New West Ham owner David Sullivan admitted he would not have bought into the Irons were it any other club.
The life-long Hammers fan has, along with business partner David Gold, a former youth team player at Upton Park, acquired 50% of the Barclays Premier League outfit in a deal which values the club at £105million and gives the duo operational and commercial control.
"We would not buy this club at all if this wasn't West Ham," said Sullivan, sporting a claret coat to mark the special occasion.
However, while living out a boyhood dream Sullivan - who helped turn the fortunes of Birmingham around before selling the club last year - admitted their latest venture made no business sense whatsoever.
West Ham's overall debt stands at around £100m, owed to both banks and other clubs, including settlements to Sheffield United over the Carlos Tevez affair and former manager Alan Curbishley.
"It makes no commercial sense for anyone to buy this club and it's amazing that two other people wanted to buy it," he added.

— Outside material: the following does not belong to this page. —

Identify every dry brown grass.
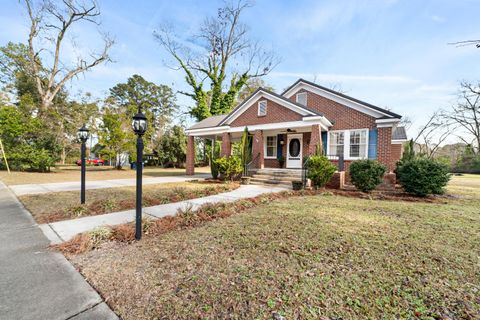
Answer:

"One is another West Ham supporter (Tony Fernandes) and the Italian (Massimo Cellino), I am not quite sure if he looked at the books properly, but if he looked at the books he might have walked away."

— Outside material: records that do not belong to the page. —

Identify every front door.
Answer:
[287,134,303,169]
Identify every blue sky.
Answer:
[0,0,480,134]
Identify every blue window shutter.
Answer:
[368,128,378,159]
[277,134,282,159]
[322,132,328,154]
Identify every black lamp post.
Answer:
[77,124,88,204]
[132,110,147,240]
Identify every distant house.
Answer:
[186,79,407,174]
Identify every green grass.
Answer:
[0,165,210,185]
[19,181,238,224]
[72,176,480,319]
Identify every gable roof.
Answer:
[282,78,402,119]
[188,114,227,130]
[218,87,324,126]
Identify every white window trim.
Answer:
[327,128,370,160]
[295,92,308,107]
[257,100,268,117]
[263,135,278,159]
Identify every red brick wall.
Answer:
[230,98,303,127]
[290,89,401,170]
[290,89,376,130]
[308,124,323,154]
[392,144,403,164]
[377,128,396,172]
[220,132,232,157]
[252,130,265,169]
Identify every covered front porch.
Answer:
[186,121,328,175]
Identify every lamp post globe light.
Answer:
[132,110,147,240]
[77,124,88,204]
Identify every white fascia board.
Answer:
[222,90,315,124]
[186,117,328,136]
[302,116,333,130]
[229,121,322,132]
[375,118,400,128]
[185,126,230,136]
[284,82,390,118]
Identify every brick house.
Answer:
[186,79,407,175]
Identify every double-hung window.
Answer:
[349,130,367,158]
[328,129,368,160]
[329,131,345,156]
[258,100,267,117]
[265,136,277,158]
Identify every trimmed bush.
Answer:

"We bought this as supporters, not from a business point of view.
"We will raise more money and, with other people, will dig the club out of the mess it is in."
Gold, though, maintained: "We are not potty fans.
"It is that delicate balance, and what we have achieved over the years is we have demonstrated is we are not going to do anything mad. We are sensible in our approach, and are measured. That is what we bring to the table."